Don’t worry — Doggie Diner head near SF Zoo will be removed, but only for a month

The historically-designated landmark will get “a new leash on life.”

San Francisco’s last Doggie Diner head has been removed — but, the beheading is only temporary.

That’s the message from San Francisco Public Works, which removed the historically-designated landmark from Sloat Boulevard and 45th Avenue on Thursday evening, but was apparently concerned folks would think it was a permanent move.

“It shall return,” Public Works wrote on its Twitter account on Thursday, remarking that the art piece will get a bit of a touch-up and “a new leash on life.”

The iconic fiberglass dachshund head was designed by graphic artist Harold Bachman in 1966 for the popular Bay Area drive-in restaurants, according to San Francisco history website OutsideLands.org.
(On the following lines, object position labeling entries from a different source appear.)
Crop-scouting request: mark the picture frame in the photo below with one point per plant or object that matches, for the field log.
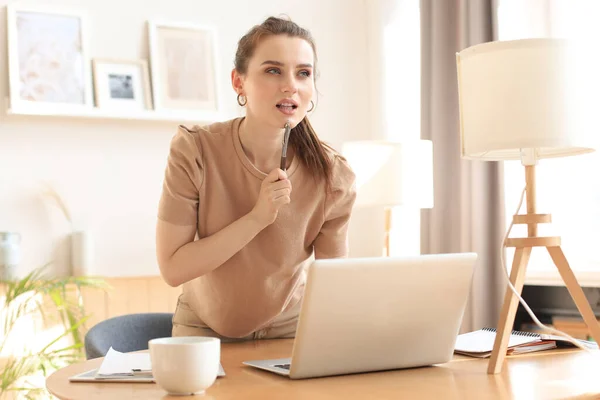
(183, 65)
(121, 84)
(48, 59)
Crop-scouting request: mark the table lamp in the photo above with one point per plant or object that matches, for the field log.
(391, 174)
(528, 100)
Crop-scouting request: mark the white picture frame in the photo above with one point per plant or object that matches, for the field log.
(48, 59)
(184, 68)
(121, 84)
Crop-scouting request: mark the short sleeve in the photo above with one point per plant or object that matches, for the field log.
(183, 179)
(332, 239)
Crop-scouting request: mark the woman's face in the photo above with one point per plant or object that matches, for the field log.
(279, 84)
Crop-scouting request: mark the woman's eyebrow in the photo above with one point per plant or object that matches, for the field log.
(280, 64)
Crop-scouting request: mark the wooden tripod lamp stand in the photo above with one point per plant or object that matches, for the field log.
(527, 100)
(391, 174)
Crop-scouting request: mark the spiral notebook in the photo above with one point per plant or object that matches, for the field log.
(481, 343)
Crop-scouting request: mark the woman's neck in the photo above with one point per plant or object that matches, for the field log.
(262, 145)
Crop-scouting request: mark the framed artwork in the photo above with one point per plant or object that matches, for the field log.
(183, 66)
(48, 58)
(121, 84)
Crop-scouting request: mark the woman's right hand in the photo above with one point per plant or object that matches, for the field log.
(274, 192)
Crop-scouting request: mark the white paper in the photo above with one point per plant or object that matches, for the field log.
(117, 363)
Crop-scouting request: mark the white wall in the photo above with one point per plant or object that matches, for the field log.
(110, 172)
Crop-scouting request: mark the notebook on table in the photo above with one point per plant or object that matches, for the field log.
(481, 343)
(123, 367)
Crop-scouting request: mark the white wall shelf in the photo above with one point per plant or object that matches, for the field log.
(33, 110)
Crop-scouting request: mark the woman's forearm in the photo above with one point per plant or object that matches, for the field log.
(199, 257)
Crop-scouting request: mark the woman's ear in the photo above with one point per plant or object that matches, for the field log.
(236, 81)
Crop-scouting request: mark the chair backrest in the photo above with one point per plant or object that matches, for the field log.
(127, 333)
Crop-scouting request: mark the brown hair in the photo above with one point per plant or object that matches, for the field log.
(303, 138)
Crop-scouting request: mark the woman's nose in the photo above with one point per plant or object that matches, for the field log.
(289, 84)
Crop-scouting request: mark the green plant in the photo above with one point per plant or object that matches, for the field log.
(53, 300)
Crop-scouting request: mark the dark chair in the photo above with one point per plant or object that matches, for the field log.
(127, 333)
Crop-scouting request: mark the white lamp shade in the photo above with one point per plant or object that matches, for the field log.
(392, 173)
(536, 95)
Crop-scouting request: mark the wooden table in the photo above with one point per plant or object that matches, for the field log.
(556, 374)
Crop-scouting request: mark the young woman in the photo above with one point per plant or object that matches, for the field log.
(257, 225)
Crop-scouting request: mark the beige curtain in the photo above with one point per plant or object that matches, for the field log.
(469, 209)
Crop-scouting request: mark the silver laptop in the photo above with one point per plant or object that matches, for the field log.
(374, 314)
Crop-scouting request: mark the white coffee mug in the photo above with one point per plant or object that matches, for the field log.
(185, 365)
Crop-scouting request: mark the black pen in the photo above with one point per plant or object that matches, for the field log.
(286, 137)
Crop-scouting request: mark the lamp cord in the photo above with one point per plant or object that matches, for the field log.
(521, 300)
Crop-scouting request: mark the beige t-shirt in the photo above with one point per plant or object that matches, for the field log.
(209, 182)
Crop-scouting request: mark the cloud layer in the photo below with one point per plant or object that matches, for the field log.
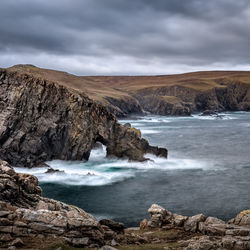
(91, 37)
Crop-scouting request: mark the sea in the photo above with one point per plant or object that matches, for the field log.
(207, 171)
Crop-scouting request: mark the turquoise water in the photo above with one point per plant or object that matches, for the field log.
(208, 171)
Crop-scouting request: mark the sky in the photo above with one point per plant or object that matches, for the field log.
(126, 37)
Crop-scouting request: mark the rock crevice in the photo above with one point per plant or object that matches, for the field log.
(42, 120)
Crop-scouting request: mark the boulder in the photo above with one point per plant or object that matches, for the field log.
(242, 219)
(25, 213)
(115, 226)
(42, 120)
(191, 224)
(144, 224)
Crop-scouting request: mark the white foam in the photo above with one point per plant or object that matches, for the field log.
(100, 171)
(149, 131)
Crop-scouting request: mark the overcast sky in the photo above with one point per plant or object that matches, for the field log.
(110, 37)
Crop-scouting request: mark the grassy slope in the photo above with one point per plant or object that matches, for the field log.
(98, 87)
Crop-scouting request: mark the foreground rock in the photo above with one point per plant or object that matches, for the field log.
(41, 120)
(29, 221)
(24, 213)
(204, 232)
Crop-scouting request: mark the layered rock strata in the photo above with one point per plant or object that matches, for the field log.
(41, 120)
(208, 232)
(24, 213)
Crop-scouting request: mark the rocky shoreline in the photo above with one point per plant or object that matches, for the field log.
(176, 95)
(42, 120)
(26, 218)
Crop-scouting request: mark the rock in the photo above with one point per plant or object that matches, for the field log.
(157, 209)
(51, 170)
(242, 219)
(12, 248)
(159, 216)
(18, 189)
(114, 243)
(28, 214)
(127, 125)
(144, 224)
(202, 243)
(5, 238)
(78, 242)
(41, 120)
(191, 224)
(98, 145)
(214, 220)
(115, 226)
(17, 243)
(106, 247)
(178, 220)
(212, 229)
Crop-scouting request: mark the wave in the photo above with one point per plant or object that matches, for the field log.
(99, 170)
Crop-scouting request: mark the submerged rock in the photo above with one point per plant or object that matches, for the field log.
(51, 170)
(41, 120)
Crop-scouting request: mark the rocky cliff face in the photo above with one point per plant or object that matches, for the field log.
(27, 218)
(164, 95)
(25, 213)
(41, 120)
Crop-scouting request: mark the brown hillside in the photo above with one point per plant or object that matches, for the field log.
(178, 94)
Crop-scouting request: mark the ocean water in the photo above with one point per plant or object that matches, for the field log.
(207, 171)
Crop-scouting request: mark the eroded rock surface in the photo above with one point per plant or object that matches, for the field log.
(42, 120)
(25, 213)
(206, 232)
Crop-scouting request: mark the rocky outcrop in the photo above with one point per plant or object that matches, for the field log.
(25, 213)
(41, 120)
(206, 232)
(180, 94)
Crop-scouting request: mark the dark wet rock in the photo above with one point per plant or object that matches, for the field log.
(115, 226)
(106, 247)
(51, 171)
(17, 243)
(98, 145)
(203, 233)
(209, 113)
(192, 223)
(26, 213)
(41, 120)
(127, 125)
(242, 219)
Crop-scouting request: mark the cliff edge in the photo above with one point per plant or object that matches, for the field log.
(41, 120)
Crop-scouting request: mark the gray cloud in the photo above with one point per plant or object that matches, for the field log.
(126, 37)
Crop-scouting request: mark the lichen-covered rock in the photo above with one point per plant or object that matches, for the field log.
(42, 120)
(242, 219)
(192, 222)
(25, 213)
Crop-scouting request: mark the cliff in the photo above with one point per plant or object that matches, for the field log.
(180, 94)
(41, 120)
(30, 221)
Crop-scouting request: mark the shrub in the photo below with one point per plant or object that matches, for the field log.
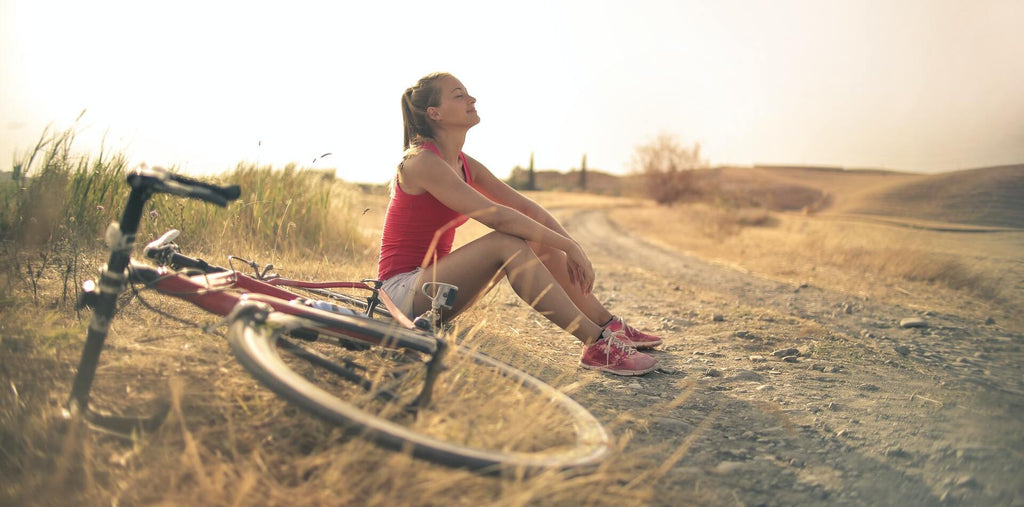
(667, 169)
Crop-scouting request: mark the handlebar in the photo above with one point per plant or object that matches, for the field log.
(159, 179)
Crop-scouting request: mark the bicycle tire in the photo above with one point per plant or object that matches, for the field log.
(254, 333)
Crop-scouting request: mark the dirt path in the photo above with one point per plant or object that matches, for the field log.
(858, 411)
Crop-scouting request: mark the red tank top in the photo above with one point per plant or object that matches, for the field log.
(411, 224)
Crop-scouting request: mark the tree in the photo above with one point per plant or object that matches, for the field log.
(531, 182)
(667, 168)
(583, 173)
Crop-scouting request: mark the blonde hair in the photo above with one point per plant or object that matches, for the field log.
(425, 93)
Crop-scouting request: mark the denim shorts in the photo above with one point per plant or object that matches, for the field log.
(401, 290)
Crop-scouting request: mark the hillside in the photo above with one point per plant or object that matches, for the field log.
(991, 197)
(986, 197)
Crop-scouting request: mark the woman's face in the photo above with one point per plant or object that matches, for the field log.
(457, 108)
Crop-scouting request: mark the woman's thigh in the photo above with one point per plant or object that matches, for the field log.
(472, 267)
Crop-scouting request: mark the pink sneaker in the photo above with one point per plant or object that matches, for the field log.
(637, 338)
(613, 353)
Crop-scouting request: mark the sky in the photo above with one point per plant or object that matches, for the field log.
(912, 85)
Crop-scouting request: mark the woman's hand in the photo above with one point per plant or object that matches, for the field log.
(580, 268)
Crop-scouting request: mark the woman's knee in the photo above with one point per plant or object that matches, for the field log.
(506, 244)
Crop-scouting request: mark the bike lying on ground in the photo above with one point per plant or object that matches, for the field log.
(386, 379)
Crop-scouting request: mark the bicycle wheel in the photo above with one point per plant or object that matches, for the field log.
(483, 414)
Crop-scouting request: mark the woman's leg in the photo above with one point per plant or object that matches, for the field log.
(588, 303)
(555, 261)
(477, 265)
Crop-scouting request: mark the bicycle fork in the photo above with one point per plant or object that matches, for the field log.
(102, 299)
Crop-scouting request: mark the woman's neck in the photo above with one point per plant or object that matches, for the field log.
(450, 144)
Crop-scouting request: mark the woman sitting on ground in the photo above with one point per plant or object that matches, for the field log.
(438, 187)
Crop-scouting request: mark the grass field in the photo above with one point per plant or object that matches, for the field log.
(227, 441)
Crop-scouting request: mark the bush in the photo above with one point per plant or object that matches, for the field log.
(667, 169)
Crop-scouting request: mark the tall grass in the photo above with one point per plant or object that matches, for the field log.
(58, 203)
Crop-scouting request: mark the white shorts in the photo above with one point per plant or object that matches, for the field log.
(401, 290)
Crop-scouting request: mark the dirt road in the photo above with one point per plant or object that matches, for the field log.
(771, 393)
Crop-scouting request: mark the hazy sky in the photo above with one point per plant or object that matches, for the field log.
(926, 86)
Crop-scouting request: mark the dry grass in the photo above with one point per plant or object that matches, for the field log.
(879, 260)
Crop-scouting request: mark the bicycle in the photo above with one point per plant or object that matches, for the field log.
(397, 405)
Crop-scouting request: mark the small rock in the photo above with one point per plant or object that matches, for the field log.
(912, 323)
(745, 376)
(726, 467)
(968, 481)
(896, 452)
(670, 423)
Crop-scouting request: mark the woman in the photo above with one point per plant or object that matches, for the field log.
(438, 187)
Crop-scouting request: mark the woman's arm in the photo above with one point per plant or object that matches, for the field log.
(427, 173)
(500, 192)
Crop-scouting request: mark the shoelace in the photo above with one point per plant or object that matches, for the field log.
(614, 341)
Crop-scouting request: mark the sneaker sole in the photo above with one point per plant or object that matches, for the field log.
(623, 373)
(647, 345)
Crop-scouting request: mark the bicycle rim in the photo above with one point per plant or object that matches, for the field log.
(484, 416)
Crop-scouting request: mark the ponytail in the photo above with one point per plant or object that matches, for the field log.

The last diner to bear the restaurant’s name shuttered in 1986. Burning Man founder John Law reportedly owns three Doggie Diner heads, but the one on Sloat Boulevard is said to be the last one standing on a pole, at least, according to its historical landmark plaque.

That last Doggie Diner head was acquired by The City in 2000 after a grassroots campaign led by the “Zippy the Pinhead” comic, according to the plaque.

The Doggie Diner head on Sloat will return “early next month,” Public Works wrote.